01. Prolog

1K 75 3
                                    

Pagi hari di Kota Seoul ini tak sehangat pagi biasanya bagi keluarga Choi

Ups! Gambar ini tidak mengikuti Pedoman Konten kami. Untuk melanjutkan publikasi, hapuslah gambar ini atau unggah gambar lain.

Pagi hari di Kota Seoul ini tak sehangat pagi biasanya bagi keluarga Choi. Mentari yang terik nampak masih nyaman menyapa wajah-wajah sendu ke dua belas anak laki-laki tampan yang menundukkan kepala menatap ke arah pusaran yang masih sangat baru itu. Beberapa pelayat sudah kembali ke rumah mereka masing-masing, beberapa masih terdiam di sana merasa iba dengan ke dua belas anak tuan Choi yang masih diam mematung.

Tangis masih terdengar dari beberapa bibir mungil mereka, apalagi si bungsu —Choi Junghwan—yang menangis tersedu-sedu sambil menyembunyikan wajahnya di balik dada Yoshi yang tengah mendekapnya erat. Seandainya saja sang ayah berkenan untuk mendengarkan nasihat sekeretaris Jung untuk tak pulang larut malam dalam keadaan mengantuk, pasti kecelakaan maut tersebut dapat ia hindari dan saat ini pria single parent tersebut masih dapat bisa berkumpul dengan ke-dua belas mutiara hatinya. Tapi sekarang, apa gunanya menyalahi nasib 'toh nasi telah menjadi bubur. Segala bentuk penyesalan apapun tak akan mengembalikan nyawa yang telah tiada.

Sang kakak tertua, Choi Hyunsuk yang sejak kemarin bungkam nampak memandangi wajah-wajah sendu adik-adiknya. Tak ada yang terlihat baik-baik saja di antara sebelas adiknya. Oh tentu saja, mereka baru saja kehilangan pilar terkokoh dalam keluarganya. Wajah Jihoon terlihat begitu kusut, Junkyu yang diam-diam menangis meski sebisa mungkin menenangkan Haruto yang menangis dalam gendongannya, Yoshi yang mencoba tetap tegar sambil menenangkan si bungsu yang terus memanggil-manggil sang ayah, Asahi yang tengah mencoba menenangkan Jaehyuk pun Mashiho yang memandang kosong pada pusaran sang ayah sambil mendekap Jeongwoo yang tengah menangis, serta Yedam yang mengendong erat Doyoung yang terisak di bahunya. Adik-adiknya tengah begitu rapuh hingga rasa-rasanya angin dapat meremukan raga berisi jiwa yang tengah kosong itu.

Hyunsuk menyadari bahwa setelah ayahnya tiada, ia tak akan mungkin menelantarkan adik-adiknya tanpa adanya sosok orang tua. Maka ia lah yang harus mengantikan peran kedua orang tuanya agar ia dan adik-adiknya dapat tetap menjalani kehidupan setelah masa-masa sulit ini berakhir.
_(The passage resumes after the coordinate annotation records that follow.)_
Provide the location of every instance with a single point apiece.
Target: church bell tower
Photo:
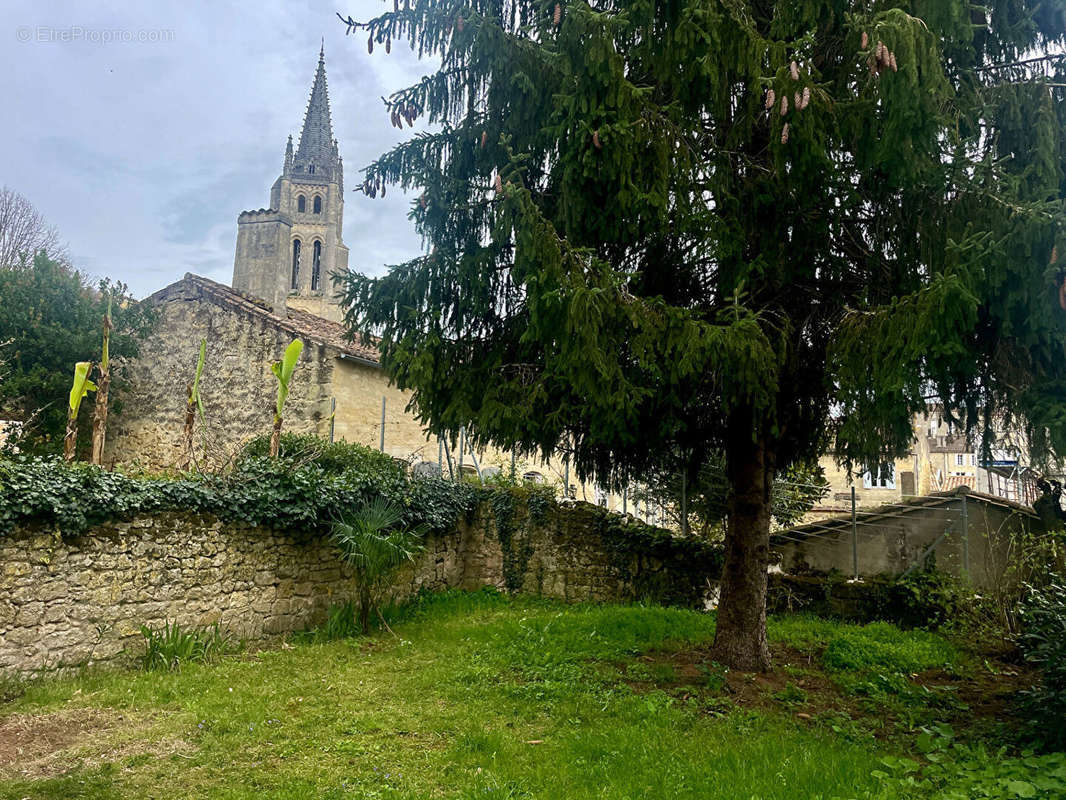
(288, 253)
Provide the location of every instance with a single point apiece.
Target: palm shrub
(374, 545)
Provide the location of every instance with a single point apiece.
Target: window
(883, 478)
(316, 265)
(295, 265)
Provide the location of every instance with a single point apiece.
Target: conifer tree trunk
(740, 638)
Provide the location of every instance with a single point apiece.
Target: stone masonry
(69, 602)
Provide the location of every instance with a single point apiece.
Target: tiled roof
(309, 328)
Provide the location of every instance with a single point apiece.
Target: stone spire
(317, 154)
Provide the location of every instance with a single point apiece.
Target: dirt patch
(800, 686)
(49, 745)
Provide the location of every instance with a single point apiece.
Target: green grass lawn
(481, 696)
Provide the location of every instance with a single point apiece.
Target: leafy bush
(956, 771)
(286, 493)
(335, 458)
(173, 645)
(1043, 641)
(926, 598)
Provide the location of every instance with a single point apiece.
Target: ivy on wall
(308, 486)
(311, 483)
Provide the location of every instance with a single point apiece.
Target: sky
(142, 130)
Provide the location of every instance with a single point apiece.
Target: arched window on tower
(295, 265)
(317, 266)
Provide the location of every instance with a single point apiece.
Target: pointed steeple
(316, 153)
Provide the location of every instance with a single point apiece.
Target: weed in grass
(714, 676)
(886, 646)
(791, 696)
(172, 646)
(451, 712)
(12, 687)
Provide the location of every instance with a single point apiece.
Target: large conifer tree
(661, 229)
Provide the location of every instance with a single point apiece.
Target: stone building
(281, 290)
(287, 254)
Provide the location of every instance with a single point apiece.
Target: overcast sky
(143, 153)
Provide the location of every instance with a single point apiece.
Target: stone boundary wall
(66, 602)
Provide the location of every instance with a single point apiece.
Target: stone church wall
(238, 387)
(67, 602)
Diam-diam pria itu terlihat mencari-cari sosok sekretaris Jung yang mana merupakan orang kepercayaan sang ayah selama beliau masih hidup. Pria itu tanpa banyak bicara langsung menghampiri seorang pria berkacamata yang tengah berdiri terdiam tak jauh dari pusaran sang ayah.

"Tuan Jung" ucapnya pelan setelah ia tepat berdiri di depan pria tersebut.

"Iya Tuan Hyunsuk, ada yang bisa saya bantu?" ucap Tuan Jung sambil tersenyum, yang sangat jelas begitu dipaksakan.

"Apakah aku bisa menjalankan perusahaan ayah?" tanya Hyunsuk yang sukses membuat bola mata Tuan Jung hampir copot.

"Maaf apakah saya tidak salah dengar Tuan?" ucap Tuan Jung

"Tidak, Anda tidak salah dengar. Saya benar-benar ingin menjalankan perusahaan ayah. Saya tidak ingin kehidupan adik-adik saya tidak terbiayai. Saya tak ingin adik-adik saya mendapatkan masalah lainnya"

"Tapi bagaimana dengan impian Anda? Bukankah Anda hendak menjadi seorang musisi?"

Hyunsuk tersenyum miris, kepalanya mengeleng pelan, "Aku tidak bisa mengorbankan adik-adikku untuk hal yang tak pasti. Aku berjanji akan belajar mengenai bisnis dengan giat agar bisa menjalankan perusahaan ayah dengan sebaik-baiknya" ucap Hyunsuk penuh tekad.